Hayatta en hakikî mürşit ilmin gereğini yapamıyoruz. Bilim diyor ki şiddet toplumsal bir hastalıktır. Hastalığın da bilimsel tedavisi mümkündür. Gerek örgütlü terör suçları gerekse bireysel suçlar, bir bilimsel çalışma sonucunda önlenebilir. O adamın bu denli ruh hastası olması, önlenemez miydi ya da eğitimli güvenlik görevlilerinin tetik teşhisiyle cana kıyması engellenemez miydi? Terörist olmuş gencecik insanların bu bilim çağında üzerlerine bomba sararak kendilerini öldürmeleri de akıl alır şey mi?
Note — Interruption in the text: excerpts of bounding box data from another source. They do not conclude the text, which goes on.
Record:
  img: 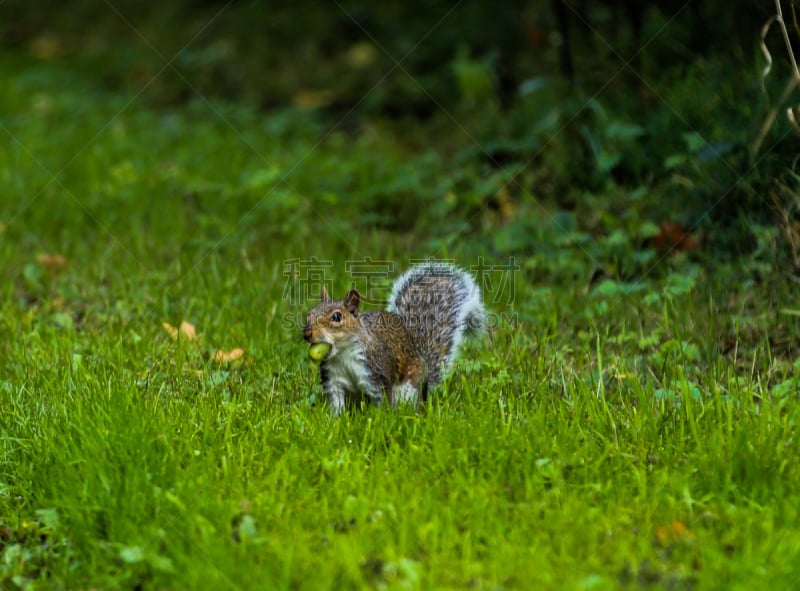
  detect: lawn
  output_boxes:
[0,31,800,591]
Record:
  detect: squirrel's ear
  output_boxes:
[344,289,361,316]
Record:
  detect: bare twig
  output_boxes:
[750,0,800,160]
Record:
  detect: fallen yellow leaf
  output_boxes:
[656,521,695,546]
[214,348,244,363]
[161,320,197,341]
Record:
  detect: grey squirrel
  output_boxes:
[303,262,486,415]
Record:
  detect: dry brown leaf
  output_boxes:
[214,348,244,364]
[161,320,197,341]
[656,521,695,546]
[36,252,67,271]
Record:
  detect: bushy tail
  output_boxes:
[389,262,486,388]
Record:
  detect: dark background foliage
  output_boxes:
[0,0,798,268]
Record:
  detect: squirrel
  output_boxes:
[303,262,486,415]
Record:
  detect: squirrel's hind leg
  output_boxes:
[392,382,419,407]
[325,386,346,417]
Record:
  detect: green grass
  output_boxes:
[0,53,800,590]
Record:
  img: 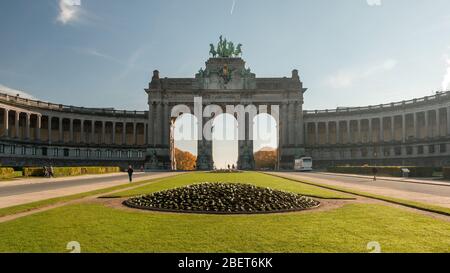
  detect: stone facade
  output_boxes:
[146,58,306,170]
[0,57,450,170]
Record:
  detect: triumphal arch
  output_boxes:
[146,37,306,170]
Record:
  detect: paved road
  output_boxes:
[274,172,450,207]
[0,172,167,197]
[295,173,450,197]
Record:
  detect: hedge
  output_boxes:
[23,167,120,176]
[327,166,434,177]
[0,167,14,179]
[442,167,450,179]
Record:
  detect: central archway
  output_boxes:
[253,113,279,170]
[171,114,198,171]
[212,114,239,169]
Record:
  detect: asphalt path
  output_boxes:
[0,172,167,197]
[282,172,450,197]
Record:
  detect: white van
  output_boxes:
[294,157,312,172]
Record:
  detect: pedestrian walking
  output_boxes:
[372,168,378,181]
[43,166,49,177]
[127,165,134,183]
[48,165,55,178]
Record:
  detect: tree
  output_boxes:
[175,148,197,171]
[254,147,277,170]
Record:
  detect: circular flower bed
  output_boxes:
[124,183,320,214]
[210,169,243,173]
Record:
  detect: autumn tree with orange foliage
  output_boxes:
[175,148,197,171]
[254,147,277,170]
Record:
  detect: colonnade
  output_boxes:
[305,107,450,146]
[0,107,147,145]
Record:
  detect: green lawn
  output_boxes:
[0,173,450,252]
[0,174,185,217]
[104,172,352,199]
[0,201,450,252]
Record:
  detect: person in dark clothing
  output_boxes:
[48,165,55,178]
[127,165,134,183]
[372,168,378,181]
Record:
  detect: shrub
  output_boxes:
[123,183,320,214]
[0,167,14,179]
[442,167,450,180]
[327,166,434,177]
[23,167,120,176]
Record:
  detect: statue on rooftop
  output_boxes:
[209,35,242,58]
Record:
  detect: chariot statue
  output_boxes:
[209,35,242,58]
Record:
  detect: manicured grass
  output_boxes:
[273,174,450,216]
[0,172,450,253]
[0,171,22,182]
[104,172,352,199]
[0,201,450,252]
[0,174,185,217]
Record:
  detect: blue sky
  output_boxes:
[0,0,450,166]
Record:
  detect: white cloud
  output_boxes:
[57,0,81,25]
[326,59,398,88]
[118,46,145,79]
[81,48,123,64]
[0,84,36,100]
[442,55,450,91]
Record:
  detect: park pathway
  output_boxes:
[268,172,450,208]
[0,172,179,208]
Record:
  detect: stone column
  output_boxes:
[3,108,9,137]
[132,122,137,145]
[14,111,20,138]
[162,102,170,145]
[379,117,384,143]
[122,122,127,145]
[436,108,441,137]
[304,122,309,145]
[413,113,419,139]
[336,120,340,144]
[288,102,296,145]
[47,116,52,143]
[69,118,75,143]
[80,119,86,143]
[402,114,406,143]
[281,102,289,146]
[358,119,362,143]
[101,120,106,144]
[111,121,116,145]
[346,120,352,144]
[91,120,95,143]
[25,113,31,139]
[295,102,304,144]
[36,115,42,141]
[58,117,64,142]
[391,116,395,141]
[155,102,163,145]
[146,103,155,145]
[144,122,149,145]
[314,122,320,145]
[447,106,450,136]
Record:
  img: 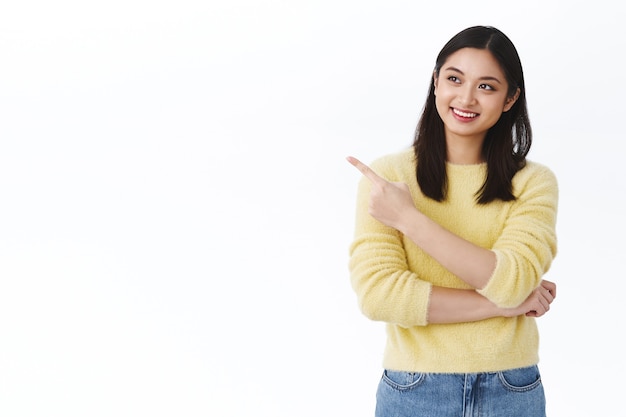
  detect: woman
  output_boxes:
[348,26,558,417]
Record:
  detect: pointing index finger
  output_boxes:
[346,156,386,184]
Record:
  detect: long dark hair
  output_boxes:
[413,26,532,204]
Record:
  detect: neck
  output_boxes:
[446,137,485,165]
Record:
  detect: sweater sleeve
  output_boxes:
[349,161,431,328]
[478,165,558,308]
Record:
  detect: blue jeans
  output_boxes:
[376,366,546,417]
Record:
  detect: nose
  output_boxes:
[458,85,476,106]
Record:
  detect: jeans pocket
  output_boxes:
[498,365,541,392]
[382,369,426,391]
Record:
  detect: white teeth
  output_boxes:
[452,109,478,117]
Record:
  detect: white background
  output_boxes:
[0,0,626,417]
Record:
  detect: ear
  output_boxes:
[502,87,521,112]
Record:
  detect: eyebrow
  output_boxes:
[444,67,502,84]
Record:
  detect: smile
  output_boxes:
[452,108,478,119]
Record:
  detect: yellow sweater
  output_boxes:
[349,148,558,373]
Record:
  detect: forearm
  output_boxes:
[397,210,496,289]
[428,287,504,324]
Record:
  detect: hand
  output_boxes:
[346,156,417,230]
[507,280,556,317]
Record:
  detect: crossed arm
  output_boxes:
[347,157,556,323]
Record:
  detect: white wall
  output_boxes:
[0,0,626,417]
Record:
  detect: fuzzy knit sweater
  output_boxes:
[349,148,558,373]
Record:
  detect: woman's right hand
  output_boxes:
[505,280,556,317]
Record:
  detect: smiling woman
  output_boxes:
[348,26,558,417]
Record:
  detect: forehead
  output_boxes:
[441,48,505,82]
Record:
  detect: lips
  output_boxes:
[452,108,478,119]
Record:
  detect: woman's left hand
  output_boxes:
[346,156,417,231]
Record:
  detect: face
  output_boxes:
[435,48,519,143]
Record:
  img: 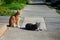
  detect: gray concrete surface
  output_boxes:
[0,5,60,40]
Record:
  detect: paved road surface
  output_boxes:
[0,5,60,40]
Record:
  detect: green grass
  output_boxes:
[0,3,26,10]
[0,2,26,16]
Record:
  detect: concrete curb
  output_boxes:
[0,25,7,37]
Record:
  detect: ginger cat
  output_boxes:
[9,10,22,28]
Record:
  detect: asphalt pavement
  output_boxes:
[0,5,60,40]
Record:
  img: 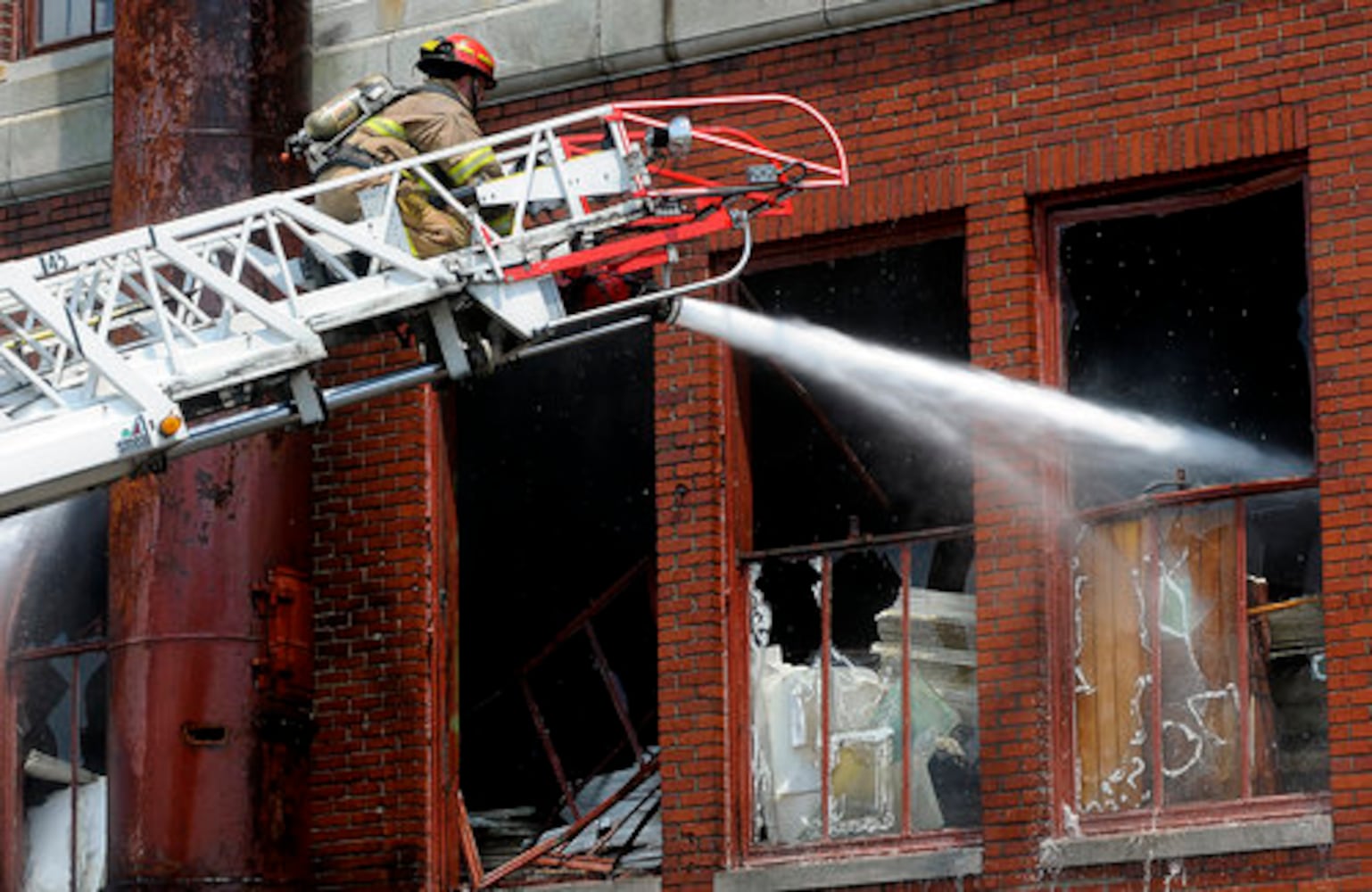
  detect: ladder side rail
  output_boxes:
[7,277,176,418]
[138,244,186,375]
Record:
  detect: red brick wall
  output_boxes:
[0,186,110,260]
[491,0,1372,888]
[311,336,451,889]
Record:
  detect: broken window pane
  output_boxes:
[738,227,981,846]
[1051,173,1328,815]
[750,537,979,844]
[15,650,107,892]
[740,233,971,548]
[1247,490,1329,793]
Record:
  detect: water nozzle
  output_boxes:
[653,296,682,326]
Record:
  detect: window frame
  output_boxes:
[21,0,117,56]
[8,632,110,887]
[1035,156,1331,838]
[709,212,982,867]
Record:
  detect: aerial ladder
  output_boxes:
[0,94,847,516]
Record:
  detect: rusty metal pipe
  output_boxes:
[109,0,310,889]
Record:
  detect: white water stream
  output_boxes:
[676,299,1308,495]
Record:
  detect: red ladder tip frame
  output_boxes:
[0,94,847,516]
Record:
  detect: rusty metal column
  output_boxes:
[109,0,310,889]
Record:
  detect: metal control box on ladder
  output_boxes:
[0,95,847,515]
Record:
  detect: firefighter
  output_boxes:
[317,34,510,257]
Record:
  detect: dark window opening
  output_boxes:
[456,326,660,870]
[28,0,114,49]
[737,226,981,847]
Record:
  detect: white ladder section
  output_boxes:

Ruh dengesi ölümü hiçe sayacak kadar bozulmuş insanların sürekli infilakını izlemek ve kendilerine lanet okumaktan geçip düşünelim artık.
İstanbul Üniversitesi İktisat Fakültesi Öğretim Üyesi Sayın Prof.Dr. Ömer Alparslan Aksu, “Zıtları uzlaştırmada hayat, çatıştırmada memat vardır. Hayat memat meselesi ölüm kalım meselesi demektir, memati ölüm getiren demektir. Kurtlar Vadisi dizisinde böyle bir tip var. Biz ölüm getiren değil, uzlaştıran ve hayat veren tipler yaratmalıyız.” diyor. Ancak Dr. Aynur Dağdemir’in yayından fırlamış oku tutması gibi nafile bir uzlaştırma çabası işe yaramayacaktır. İnsanların eğitim sürecinde ele alınması gerek, şiddet içerikli sinema-tiyatro eserlerinin sürekli göz önüne serilmemesi gerek. Demokrasinin eğitimle geliştirilmesi gerek yani.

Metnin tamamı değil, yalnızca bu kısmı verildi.